Steinbergli

Der Hausherr hat seit gestern Bauferien und wir sind diesmal nicht ins Ausland verreist. Der Wetterbericht hat zwar heute auf Regen getippt, der Vormittag blieb aber trocken. Kurzerhand beschliessen wir, statt den Grill auf der Terasse anzuwerfen, das Grillfeuer im Steinbergli zu besuchen. 

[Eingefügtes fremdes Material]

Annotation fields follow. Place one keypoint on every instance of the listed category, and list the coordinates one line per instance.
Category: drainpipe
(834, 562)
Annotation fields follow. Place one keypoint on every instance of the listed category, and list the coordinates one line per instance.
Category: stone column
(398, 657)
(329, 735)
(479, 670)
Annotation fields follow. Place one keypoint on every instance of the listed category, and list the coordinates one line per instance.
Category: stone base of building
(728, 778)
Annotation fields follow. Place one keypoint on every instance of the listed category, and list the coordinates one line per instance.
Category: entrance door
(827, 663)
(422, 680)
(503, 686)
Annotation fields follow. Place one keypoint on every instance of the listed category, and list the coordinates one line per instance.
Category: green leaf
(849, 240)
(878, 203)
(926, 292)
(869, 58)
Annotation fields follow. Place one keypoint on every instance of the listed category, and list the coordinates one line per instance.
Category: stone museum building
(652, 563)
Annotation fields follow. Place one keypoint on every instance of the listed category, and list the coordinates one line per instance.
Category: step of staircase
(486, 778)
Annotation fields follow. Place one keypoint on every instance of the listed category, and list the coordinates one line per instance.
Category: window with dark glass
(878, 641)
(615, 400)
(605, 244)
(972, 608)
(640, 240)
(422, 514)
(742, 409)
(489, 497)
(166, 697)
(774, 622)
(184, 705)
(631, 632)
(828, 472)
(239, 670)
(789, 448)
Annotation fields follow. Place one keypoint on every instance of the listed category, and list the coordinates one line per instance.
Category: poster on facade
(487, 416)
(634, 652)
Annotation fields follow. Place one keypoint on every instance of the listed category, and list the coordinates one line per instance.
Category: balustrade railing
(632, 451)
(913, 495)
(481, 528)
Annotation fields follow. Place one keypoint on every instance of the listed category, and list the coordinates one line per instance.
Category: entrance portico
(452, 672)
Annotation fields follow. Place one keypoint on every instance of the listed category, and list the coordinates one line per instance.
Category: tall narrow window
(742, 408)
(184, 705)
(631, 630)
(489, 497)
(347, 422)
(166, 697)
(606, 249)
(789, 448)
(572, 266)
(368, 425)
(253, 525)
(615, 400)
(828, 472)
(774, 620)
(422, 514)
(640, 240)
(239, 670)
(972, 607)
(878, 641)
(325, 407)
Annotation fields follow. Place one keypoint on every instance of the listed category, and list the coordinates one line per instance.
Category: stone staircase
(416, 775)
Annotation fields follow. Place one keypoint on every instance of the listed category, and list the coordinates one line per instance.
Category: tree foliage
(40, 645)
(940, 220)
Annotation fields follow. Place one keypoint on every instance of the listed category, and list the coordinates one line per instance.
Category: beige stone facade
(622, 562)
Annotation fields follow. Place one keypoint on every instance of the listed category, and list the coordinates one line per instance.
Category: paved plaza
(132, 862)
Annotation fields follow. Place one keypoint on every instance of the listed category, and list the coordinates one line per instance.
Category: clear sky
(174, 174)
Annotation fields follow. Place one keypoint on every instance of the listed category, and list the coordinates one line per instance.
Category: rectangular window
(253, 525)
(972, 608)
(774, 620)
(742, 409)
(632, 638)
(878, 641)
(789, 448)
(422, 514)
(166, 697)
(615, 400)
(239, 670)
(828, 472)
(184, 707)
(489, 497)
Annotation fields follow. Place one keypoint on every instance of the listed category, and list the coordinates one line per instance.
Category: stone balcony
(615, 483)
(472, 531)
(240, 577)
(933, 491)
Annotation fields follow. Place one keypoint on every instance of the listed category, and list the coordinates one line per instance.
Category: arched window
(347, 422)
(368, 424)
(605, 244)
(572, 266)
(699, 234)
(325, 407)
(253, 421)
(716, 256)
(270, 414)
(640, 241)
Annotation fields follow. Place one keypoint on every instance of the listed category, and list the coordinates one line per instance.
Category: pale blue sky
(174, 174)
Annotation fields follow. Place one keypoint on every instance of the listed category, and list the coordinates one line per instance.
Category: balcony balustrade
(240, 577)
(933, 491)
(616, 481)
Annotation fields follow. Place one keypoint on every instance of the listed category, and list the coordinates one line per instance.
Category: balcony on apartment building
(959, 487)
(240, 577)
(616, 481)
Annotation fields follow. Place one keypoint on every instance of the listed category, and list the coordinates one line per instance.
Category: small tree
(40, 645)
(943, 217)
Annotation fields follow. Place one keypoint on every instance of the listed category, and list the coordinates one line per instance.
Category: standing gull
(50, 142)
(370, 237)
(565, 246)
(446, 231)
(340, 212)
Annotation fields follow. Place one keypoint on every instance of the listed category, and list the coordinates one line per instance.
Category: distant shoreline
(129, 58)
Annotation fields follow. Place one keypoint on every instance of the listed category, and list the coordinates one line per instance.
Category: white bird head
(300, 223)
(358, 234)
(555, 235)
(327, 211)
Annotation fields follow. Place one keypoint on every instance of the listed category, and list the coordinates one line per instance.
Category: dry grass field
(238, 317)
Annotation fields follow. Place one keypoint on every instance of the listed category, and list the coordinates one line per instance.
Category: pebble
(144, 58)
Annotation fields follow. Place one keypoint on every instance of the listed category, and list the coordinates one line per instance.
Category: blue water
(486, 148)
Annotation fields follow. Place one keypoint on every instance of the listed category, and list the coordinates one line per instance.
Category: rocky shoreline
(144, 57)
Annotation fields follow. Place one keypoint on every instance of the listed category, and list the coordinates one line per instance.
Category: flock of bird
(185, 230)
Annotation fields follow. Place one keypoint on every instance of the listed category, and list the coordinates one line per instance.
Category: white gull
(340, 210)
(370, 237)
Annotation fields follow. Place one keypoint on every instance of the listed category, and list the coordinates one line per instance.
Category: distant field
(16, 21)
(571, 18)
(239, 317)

Im letzten Echo haben Karin und Paul Jaggi alle Freunde des Steinbergli eingeladen,mit dem Hinweis, dass die Möglichkeit zum Bräteln bestehe und Getränke Vorort seien. Auf dem Hinweg wollte unser Sohnemann wissen, welcher Anlass denn gefeiert wird. Eigentlich kein besonderer, früher wäre das Steinbergli jedes Wochenende für Besucher offen gewesen, wusste sein Vater. Die verfallene Berghütte wurde in den 70er Jahren von Mitgliedern des Skiclubs Stück für Stück wieder aufgebaut. Der ursprüngliche Charakter wurde dabei erhalten und manch ein Fest wurde seither schon da gefeiert. In rund 15 Minuten Fussmarsch ist es ab dem Parkplatz  Bizali gut erreichbar, ruhig und idyllisch am Fusse der Hochmatt gelegen. Das man mit dem Auto nicht vor die Türe fahren kann, macht einen grossen Teil des Steinbergliambiente aus. Derselbe Umstand bringt jedoch auch ein paar weitere Arbeiten mit sich. Der Weg muss unterhalten werden, ebenso der Umschwung und jeglicher Materialtransport muss überlegt sein. 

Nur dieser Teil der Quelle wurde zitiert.